A lab test for coronavirus. (Tomer Neuberg/ Flash90)
A lab test for coronavirus. (Tomer Neuberg/ Flash90)

Israel’s largest HMO will not work with Chinese firm BGI Group on coronavirus testing to prevent it from accessing its information database, Channel 12 news reported Sunday.

According to the network, Clalit CEO Johanan Locker made the decision over concerns BGI and the Chinese government could gain access to sensitive information on its 4.9 million customers, including on their DNA.

The decision came after Israel announced last week that it has a NIS 90 million ($25 million) deal with BGI to supply equipment that will allow 10,000 tests a day.

The new equipment will be installed in six labs over the next few weeks, and will carry out testing alongside Israel’s current facilities.

Head of the Mossad Yossi Cohen at a cyber conference at Tel Aviv University on June 24, 2019. (Flash90)

According to the report, Mossad head Yossi Cohen has personally intervened to try to resolve the issue and allow the deal to be signed.

BGI is a global genomics company based in Shenzhen, China, with clients in over 66 countries, according to the firm’s website.
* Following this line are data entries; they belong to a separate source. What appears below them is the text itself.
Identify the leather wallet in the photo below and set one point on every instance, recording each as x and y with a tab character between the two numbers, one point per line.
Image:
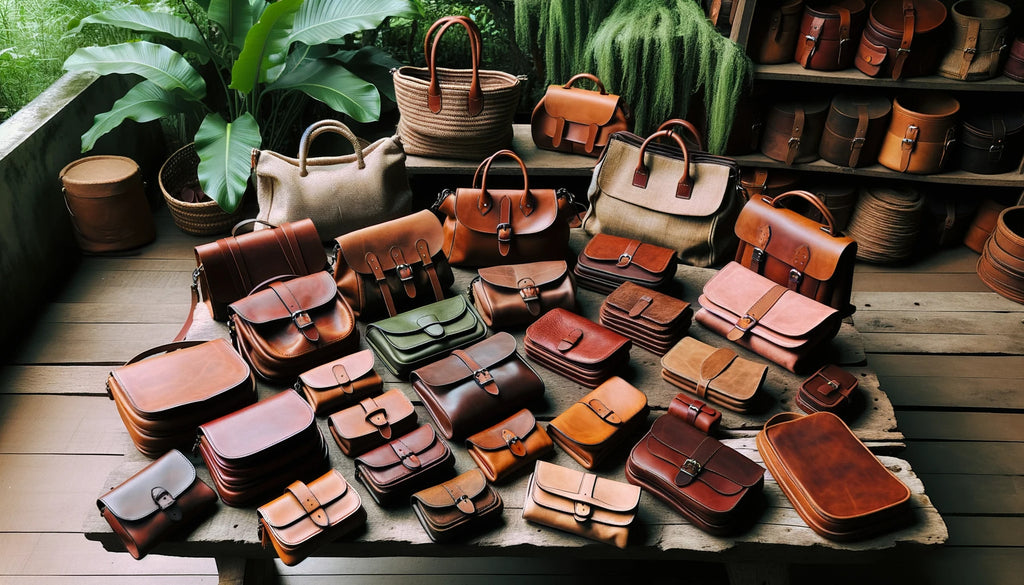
509	446
715	374
372	422
581	503
476	386
577	347
417	337
599	421
458	506
653	321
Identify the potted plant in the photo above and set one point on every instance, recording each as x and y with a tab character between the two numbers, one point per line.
251	66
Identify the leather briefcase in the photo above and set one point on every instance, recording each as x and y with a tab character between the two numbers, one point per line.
162	500
254	453
393	266
600	421
572	120
516	294
581	503
461	505
309	515
162	402
372	422
473	387
577	347
417	337
509	446
843	493
712	485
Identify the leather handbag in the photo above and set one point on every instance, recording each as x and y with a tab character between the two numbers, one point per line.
715	374
372	422
393	266
476	386
513	295
667	196
163	500
710	484
767	319
308	515
581	503
341	382
600	421
417	337
493	226
340	194
404	464
577	347
256	452
812	258
161	400
607	261
455	113
651	320
454	508
843	493
511	445
291	326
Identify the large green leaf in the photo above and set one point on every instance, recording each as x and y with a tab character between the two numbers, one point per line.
225	155
156	63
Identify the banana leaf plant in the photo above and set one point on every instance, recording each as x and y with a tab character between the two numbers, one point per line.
258	57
The new tests are PCR tests — polymerase chain reaction tests — which directly detect viral nucleic acids. Some tests detect the body’s antibodies to the virus.

BGI’s tests have been used widely in China, and are being distributed to over 50 other countries and regions, the firm said.

BGI has also announced it will be involved in testing facilities for Palestinians in the West Bank and the Gaza Strip.

Palestinian health professionals in Beit Sahour handling kits to test for coronavirus on March 31, 2020. (Credit: Wafa)

Results from the tests are available three hours after they are administered.

The testing kits come with a supply of reagents — substances used for chemical analyses that are required for tests — which Israeli laboratories have run short of in recent days, limiting the number of tests Israel can carry out.

The Health Ministry said Saturday that a significant drop this week in the number of coronavirus tests throughout the country was caused in part by a deliberate move to switch to locally produced chemical reagents used in the tests, and said it expected that number to rise considerably in the near future.

Figures released by the ministry on Saturday showed the number of coronavirus PCR test results published per day continued to decline in recent days — with only 5,980 results published Friday, down from a high of almost 10,000 on April 3.

A medical worker wearing protective gear takes a swab from an ultra-Orthodox Jewish man for a coronavirus test in Bnei Brak, March 31, 2020. (AP Photo/Ariel Schalit)

The ministry gave several explanations for this: first, it said, the number of Israelis applying for tests had dropped due to the Passover holiday; second, it noted, the numbers published were of tests analyzed, not of those administered across the country, which were higher; finally, it explained that it had initiated a reduction in order to make a switch to local chemicals.

It said the slowdown was necessary in order to allow labs to adapt machines to the use of the local reagents — a process that required to halt the work of each lab for up to a day.

Many medical authorities have pointed to a robust testing campaign as critical to tracking and preventing the spread of the coronavirus. An efficient testing program is also seen as critical to allowing a slow reduction of social distancing restrictions.